I wish I was better at breaking rules

I wish I was better at breaking rules. Throughout school I excelled in keeping rules - during university, I learnt how to "bend them" ( I realised I didn't have to be in every Friday 9am lecture because notes could be borrowed). It was during my first proper job as an English teacher in Japan that I realised in life there would be times where breaking the rules was just common sense.

This realisation came to me during a day sitting at my desk utterly bored because the students were all on school holiday but the Japanese way was to use that time to plan lessons. With the understanding that there was only so much conversation practice that could be planned my French and American colleagues and I created a new rule that we would be at our desks for the 9am roll call and then be off doing other things from 9:30am!

Recently I've been wondering if an upbringing of rule-breaking would leave me more equipped right now to be creating a change to create a sustainable event industry.

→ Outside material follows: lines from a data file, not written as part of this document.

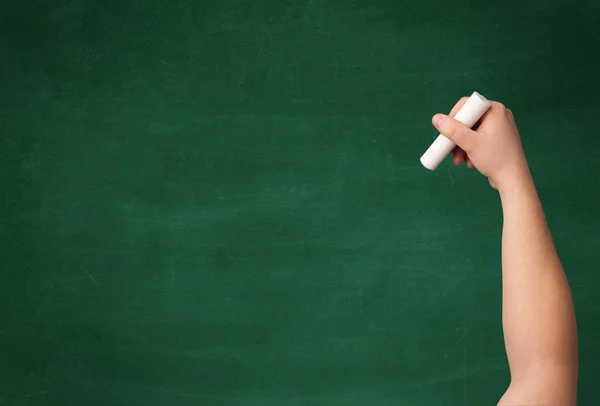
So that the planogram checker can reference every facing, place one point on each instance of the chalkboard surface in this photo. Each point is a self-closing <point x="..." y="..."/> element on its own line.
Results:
<point x="221" y="202"/>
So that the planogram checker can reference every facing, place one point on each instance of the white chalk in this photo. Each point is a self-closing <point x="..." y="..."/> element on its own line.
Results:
<point x="469" y="114"/>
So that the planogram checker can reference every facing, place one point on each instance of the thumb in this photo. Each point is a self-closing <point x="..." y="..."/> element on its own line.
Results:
<point x="456" y="131"/>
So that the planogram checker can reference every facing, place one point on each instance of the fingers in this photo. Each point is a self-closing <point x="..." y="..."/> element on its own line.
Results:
<point x="459" y="156"/>
<point x="458" y="106"/>
<point x="456" y="131"/>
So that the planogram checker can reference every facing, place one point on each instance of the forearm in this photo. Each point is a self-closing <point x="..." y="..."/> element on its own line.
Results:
<point x="538" y="317"/>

Definitely playing by the rules has got me far (chairing the event industry's largest association and only ISO sustainability standard) but the reality I see is the rules aren't set up for the existence of a sustainable event industry (or any industry for that matter). For example, the rule that the CEO sets the strategy. The majority of CEO's do not have the context, values or instinct for sustainability that the average Gen Z has, yet the rules say Gen Z have to wait about 30 years (at least!) before they can use those values on setting business strategy.

The old rules don't work, that's my common-sense rationale for why they must be broken (and an understanding that personally I may have got comfortable with the current rules because they are working!)